Hyundai’s Thierry Neuville was on a charge this Saturday afternoon and snatched the top spot of the leaderboard on the Tour de Corse, passing both Elfyn Evans and Ott Tänak, the latter dropping time with a puncture. A miraculous recovery drive from Sébastien Ogier, who also benefited from the misfortune of some of his WRC rivals, promoted the reigning World Rally champion to third place.

This afternoon was the second pass of the 3-stage loop, including Cap Corse, Désert des Agriates and the monster 47.18 kilometre Castagniccia test, by far the longest of the rally. All crews took a full set of five hard tyres, as they had in the morning.

Only 2.3s separated the leading duo of Tänak and Evans as they started SS10, Evans having lost his lead on the prior run of Castagniccia. He responded immediately by taking 0.7s out of Tänak on Cap Corse and then inherited the lead when Tänak picked up a puncture on Désert des Agriates. That forced the Estonian to stop and change his Toyota Yaris’s front-right wheel, dropping down to seventh.

After falling back from the lead battle on the morning loop, Neuville came back stronger after the midday break to snatch stage wins on both Désert des Agriates and Castagniccia – and the lead – taking an incredible 16 seconds out of Evans on the last stage. With only two stages remaining on Sunday’s final leg, Neuville has a 4.5s advantage over the M-Sport driver.

Sébastien Ogier had struggled earlier on in the rally with the set-up of his Citroën C3 – at one point running as low as eighth place – but was back after a strong run on Castagniccia this morning. In the fight with Dani Sordo for fourth place, he became third after Tänak’s puncture, swooping past the Spaniard on the afternoon pass of Castagniccia.

Ogier took 19.5s out of the Hyundai driver on the mammoth stage, despite suffering an anti-lag issue, leaving his C3 down on power for several kilometres.

Sordo is still in a position to fight for the third podium place on Sunday’s final leg as he is only 5.1s behind Ogier in fourth place. And he has little to worry about from behind, with M-Sport’s Teemu Suninen being 42.2s behind in fifth.

After his puncture and wheel change, Tänak immediately recovered to sixth place, demoting Citroën’s second driver Esapekka Lappi back to seventh on Castagniccia. But the current championship leader knows his hopes for victory or even a podium are blown away, with 51.19km of competitive distance left tomorrow.

Lappi is 4.8s adrift of Tänak but well ahead of four-time Tour de Corse winner Sébastien Loeb in eighth, with an advantage of 1m22.1s after the Frenchman suffered long delays on SS1 yesterday with right-rear damage to his Hyundai i20. Kris Meeke, recovering from a similar problem that occured yesterday, is 34.5s behind in ninth, with his Toyota team-mate Jari-Matti Latvala in 10th.

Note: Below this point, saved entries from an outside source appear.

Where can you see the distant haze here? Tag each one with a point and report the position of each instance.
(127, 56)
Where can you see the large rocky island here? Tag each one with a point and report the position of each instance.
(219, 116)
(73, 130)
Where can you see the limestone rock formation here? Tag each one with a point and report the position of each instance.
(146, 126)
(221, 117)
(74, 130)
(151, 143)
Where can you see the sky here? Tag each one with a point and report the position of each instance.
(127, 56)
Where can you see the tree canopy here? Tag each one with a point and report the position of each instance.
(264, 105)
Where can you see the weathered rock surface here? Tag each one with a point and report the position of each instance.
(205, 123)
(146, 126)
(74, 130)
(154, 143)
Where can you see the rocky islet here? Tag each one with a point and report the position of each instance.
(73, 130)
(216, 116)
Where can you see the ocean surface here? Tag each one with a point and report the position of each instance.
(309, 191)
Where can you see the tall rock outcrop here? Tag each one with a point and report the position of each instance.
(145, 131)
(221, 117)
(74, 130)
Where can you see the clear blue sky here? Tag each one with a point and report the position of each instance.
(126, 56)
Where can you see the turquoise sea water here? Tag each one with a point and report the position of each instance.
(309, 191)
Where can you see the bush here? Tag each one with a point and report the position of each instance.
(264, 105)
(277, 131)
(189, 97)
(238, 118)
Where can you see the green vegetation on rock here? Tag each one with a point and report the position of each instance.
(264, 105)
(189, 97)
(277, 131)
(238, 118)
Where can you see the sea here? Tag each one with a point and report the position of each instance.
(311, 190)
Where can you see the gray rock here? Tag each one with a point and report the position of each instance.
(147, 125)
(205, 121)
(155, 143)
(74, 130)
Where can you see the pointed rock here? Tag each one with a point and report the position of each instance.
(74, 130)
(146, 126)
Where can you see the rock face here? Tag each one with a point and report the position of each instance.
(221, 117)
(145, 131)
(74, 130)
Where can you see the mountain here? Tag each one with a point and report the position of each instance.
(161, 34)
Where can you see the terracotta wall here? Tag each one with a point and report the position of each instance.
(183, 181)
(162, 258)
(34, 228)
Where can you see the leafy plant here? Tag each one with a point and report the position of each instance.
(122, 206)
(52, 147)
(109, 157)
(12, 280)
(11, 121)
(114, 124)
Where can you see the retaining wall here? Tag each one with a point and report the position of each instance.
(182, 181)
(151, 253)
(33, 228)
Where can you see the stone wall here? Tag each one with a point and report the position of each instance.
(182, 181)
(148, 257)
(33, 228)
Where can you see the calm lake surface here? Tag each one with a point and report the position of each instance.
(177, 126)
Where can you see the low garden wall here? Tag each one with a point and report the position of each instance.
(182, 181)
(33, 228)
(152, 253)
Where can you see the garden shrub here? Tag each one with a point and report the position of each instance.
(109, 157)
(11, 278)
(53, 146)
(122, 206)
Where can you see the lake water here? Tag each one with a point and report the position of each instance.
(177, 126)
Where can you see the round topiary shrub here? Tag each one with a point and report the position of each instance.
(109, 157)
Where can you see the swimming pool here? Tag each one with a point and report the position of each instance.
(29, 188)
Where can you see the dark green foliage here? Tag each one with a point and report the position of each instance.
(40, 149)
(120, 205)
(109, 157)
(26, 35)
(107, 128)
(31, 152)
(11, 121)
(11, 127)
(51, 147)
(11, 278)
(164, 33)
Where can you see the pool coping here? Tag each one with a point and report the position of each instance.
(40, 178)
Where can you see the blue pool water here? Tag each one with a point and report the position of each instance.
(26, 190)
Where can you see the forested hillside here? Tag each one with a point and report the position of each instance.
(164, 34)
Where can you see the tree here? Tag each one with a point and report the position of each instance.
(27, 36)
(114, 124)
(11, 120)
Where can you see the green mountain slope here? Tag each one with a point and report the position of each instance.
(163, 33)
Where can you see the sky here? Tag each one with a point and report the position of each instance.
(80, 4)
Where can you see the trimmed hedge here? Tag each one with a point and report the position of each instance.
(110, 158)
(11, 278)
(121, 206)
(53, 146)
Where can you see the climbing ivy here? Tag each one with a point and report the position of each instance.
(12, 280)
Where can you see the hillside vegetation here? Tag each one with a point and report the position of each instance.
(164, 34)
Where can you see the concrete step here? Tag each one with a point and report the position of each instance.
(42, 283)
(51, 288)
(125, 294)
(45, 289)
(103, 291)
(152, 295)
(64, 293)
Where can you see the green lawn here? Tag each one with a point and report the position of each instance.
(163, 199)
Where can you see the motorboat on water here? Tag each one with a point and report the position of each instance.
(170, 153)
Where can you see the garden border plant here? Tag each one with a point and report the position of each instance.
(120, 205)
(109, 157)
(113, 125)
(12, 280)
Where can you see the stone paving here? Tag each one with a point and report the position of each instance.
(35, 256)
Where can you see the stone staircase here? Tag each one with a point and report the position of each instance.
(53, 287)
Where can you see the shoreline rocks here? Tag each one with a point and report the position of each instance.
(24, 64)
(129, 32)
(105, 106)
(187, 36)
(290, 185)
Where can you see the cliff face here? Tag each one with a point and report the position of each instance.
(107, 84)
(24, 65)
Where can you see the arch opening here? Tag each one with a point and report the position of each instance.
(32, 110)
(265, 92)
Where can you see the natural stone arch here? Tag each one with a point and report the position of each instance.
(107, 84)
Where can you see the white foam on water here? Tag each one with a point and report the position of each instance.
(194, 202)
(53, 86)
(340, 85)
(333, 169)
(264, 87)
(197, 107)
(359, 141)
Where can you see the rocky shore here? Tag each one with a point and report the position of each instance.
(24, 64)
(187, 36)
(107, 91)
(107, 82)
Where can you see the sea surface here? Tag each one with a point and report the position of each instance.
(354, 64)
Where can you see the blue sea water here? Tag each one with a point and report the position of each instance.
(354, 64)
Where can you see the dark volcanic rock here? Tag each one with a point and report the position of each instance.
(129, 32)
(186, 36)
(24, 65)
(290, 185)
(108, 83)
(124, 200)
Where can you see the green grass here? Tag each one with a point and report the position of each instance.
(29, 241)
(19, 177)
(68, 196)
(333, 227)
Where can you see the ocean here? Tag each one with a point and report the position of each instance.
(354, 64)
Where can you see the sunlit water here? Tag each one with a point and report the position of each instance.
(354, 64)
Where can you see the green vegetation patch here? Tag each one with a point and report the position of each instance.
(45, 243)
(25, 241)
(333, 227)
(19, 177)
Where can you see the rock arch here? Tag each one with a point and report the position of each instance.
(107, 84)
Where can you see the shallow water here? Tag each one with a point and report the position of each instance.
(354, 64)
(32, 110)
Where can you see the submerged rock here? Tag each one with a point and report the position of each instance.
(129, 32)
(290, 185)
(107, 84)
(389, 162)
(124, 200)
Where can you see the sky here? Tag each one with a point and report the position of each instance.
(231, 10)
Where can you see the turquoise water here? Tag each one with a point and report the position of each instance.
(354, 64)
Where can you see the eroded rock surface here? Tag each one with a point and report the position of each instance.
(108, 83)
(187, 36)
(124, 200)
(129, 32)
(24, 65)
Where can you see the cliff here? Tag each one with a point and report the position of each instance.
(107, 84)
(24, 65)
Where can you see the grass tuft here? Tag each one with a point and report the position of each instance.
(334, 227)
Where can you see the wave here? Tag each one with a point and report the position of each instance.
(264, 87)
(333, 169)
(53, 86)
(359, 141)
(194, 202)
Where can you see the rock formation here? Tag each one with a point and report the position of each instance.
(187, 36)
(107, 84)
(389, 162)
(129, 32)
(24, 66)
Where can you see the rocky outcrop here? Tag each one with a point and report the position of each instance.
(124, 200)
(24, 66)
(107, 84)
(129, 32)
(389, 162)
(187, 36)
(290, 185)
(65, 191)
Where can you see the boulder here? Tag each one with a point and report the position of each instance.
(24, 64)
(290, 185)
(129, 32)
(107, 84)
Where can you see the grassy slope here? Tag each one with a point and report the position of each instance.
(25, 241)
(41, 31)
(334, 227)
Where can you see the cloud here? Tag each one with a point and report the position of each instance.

Like Tänak, Latvala also suffered a front-right puncture on Désert des Agriates, setting him back a further couple of minutes, though he had been delayed for the same reason yesterday.

For the FIA WRC 2 Pro class, this second championship round has been a particularly ruthless experience as none of the category contenders has reached the finish line at the end of the day. Škoda Motorsport’s Kalle Rovanperä retired on the morning pass of Castagniccia, and Łukasz Pieniążek crashed out on the afternoon running of the same stage. The M-Sport driver ran wide at a right hander, striking a wall, falling off the edge of the road and getting stuck in a ditch.

FIA WRC 2 is headed by Italy’s Fabio Andolfi, who had inherited the lead from Eric Camilli this morning after a problem for the Frenchman on Castagniccia. Camilli had reduced a gap of over 30s to only 5.4s after SS11 but he was abruptly stopped in his tracks when his Volkswagen Polo GTI R5 suddenly caught fire and burned to its shell. Both Camilli and co-driver François-Xavier Buresi were unharmed but the car was destroyed, ending their rally. Russia’s Nikolay Gryazin is second in the FIA WRC 2 class and 12th overall, ahead of Norway’s Ole Christian Veiby in third place.